What ending had I earned? That would involve reading back what I've written, and I'm not strong enough for that (it's 08.52 in the morning - not late enough for the three strong whiskies I'd need to down before I could do that).

Having earlier worked out my central goal and the consequence if it's not reached, I devolved this pair into smaller units to work out a list of scenes. So if the story goal is that a character must get married*, then the events that need to happen are parties, visits to bars, dates, etc etc - you get the point. And if the consequence of not getting married is dying alone and afraid and unloved, then there need to be some credible intimations of that: the death of relatives, being snubbed, laughed at or jilted at the altar etc etc.

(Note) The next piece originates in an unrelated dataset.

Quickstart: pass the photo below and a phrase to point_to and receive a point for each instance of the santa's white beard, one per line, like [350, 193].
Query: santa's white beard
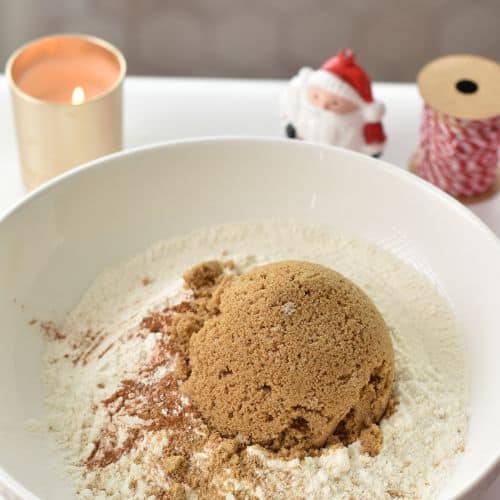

Binary opposites such as these helped me keep up the "suspense" - would she reach her goal? - and gave me lots of ideas for things that could happen. I wrote these longhand, and ended up with a synopsis of over 6,000 words, sprawling and varied, each chapter summary varying from a single line ("present day event here?") to paragraphs of description and dialogue.

* NB: Example only. The central goal of my story is NOT getting married. OR IS SHE.